Полвека Гату скитался под звездами. Полвека искал он родичей и племена иные, что по крови ему равнялись. Иногда находил. Порой уже одни могилы каменные. Случалось и такое, что натыкался на своих, да те сторонились белоглазого, почитая за прокаженного. Все от того, что чуяли в нем сородичи что-то, что и в страшном сне человеческому сыну не привидится. Носил на своем сердце клеймо белоглазый, что и за сотню лет не сотрется. Тяжелое бремя тащил на своих плечах Гату. Несправедливое и страшное.
Некогда его род был могуч, многочисленен, знал почет, да уважение среди соседей и за тридевять земель, окрест края родного. Беда пришла их же силою оплаченная. Чудь всегда слыли лучшими старателями. Мать-земля давала им все, чего желали дети ее благодарные да послушные. Вгрызались они в твердь, извлекая на свет уж какие сокровища да чудеса. Легенды ходили об их мастерстве, богатстве сказочном. Но однажды чудские старатели откопали то, чему не следовало на свет Ярило али звезд благосклонных являться. В тот день штольни наполнились криком и ужасом, кровью да отчаянием.

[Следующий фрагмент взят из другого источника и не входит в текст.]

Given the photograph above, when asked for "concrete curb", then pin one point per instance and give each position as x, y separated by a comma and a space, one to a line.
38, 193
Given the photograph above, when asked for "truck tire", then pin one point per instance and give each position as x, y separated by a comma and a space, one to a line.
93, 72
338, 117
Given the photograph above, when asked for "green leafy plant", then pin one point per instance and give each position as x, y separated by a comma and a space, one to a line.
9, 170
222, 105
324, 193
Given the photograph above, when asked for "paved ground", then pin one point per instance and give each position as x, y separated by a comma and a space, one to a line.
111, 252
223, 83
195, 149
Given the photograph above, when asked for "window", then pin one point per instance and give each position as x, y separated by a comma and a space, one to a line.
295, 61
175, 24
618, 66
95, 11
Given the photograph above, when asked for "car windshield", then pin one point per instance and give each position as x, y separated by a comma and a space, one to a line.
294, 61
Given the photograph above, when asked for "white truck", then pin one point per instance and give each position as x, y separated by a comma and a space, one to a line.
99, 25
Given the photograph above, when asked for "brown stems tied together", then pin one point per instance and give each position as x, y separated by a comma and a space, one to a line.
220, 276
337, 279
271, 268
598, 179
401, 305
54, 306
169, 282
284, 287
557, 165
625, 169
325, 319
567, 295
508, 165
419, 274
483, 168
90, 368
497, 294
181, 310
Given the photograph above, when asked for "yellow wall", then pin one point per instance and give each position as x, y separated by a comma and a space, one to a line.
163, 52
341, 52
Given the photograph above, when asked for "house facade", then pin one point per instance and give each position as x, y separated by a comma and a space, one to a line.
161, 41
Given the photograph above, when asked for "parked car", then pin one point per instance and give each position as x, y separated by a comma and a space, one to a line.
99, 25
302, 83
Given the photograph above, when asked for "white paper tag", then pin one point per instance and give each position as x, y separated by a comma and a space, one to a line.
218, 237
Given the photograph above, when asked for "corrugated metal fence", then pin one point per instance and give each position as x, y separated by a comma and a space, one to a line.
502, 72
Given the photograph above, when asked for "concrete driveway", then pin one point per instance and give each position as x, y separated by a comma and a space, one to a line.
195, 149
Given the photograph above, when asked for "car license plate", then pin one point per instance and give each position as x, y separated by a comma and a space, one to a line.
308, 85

Под земной твердью в неприступной скале спало нечто. Никто не знал имени того создания. Раскопали чудские старатели полоза, чье тело было, что добрая река, — конца и края не видать. Ожил полоз и кверху заскользил, стены штольни ломая, словно скорлупку хлипкую. Сказывали такое, что уж на что тварь была жуткой, даже солнце не рискнуло взойти на день следующий. Мрак весь мир сковал, погибель суля детям земным. Бежал род человечий, птицы да звери. Да что там люди, нечисть лесная да болотная уж на что бесшабашная, дак и то по норам да весям попряталась, развязки страшной ожидая.
И тогда вышли чудь горем опоясанные, всем миром вышли на бой с полозом, все как один, плечом к плечу встали. Ох, и тяжко пришлось им. Гиб чудской люд десятками, землю мать телами устилая, аки ковер погостовый. Полоза не брали ни топоры, ни мечи, ни копья. Стрелы от его шкуры только отскакивали, лишь щекоча змея проклятущего. А полоз жрал их, ломал, калечил, в сырую грязь вбивал. Когда от великого племени осталась горстка шаманов, ходящими звавшимися, те встали насмерть и шагу более мерзкой твари не сдавая. По их пятам шли девы священные, их жены и матери — зрящие. Положив ладони на плечи мужей, они отдавали себя, всю свою силу и жизнь защитникам передавая. И тогда на остриях копий чудских вспыхнули алмазы злые, хищные, да дюже острые. Пробили чуди шкуру зверя неистового, к земле пригвоздили его.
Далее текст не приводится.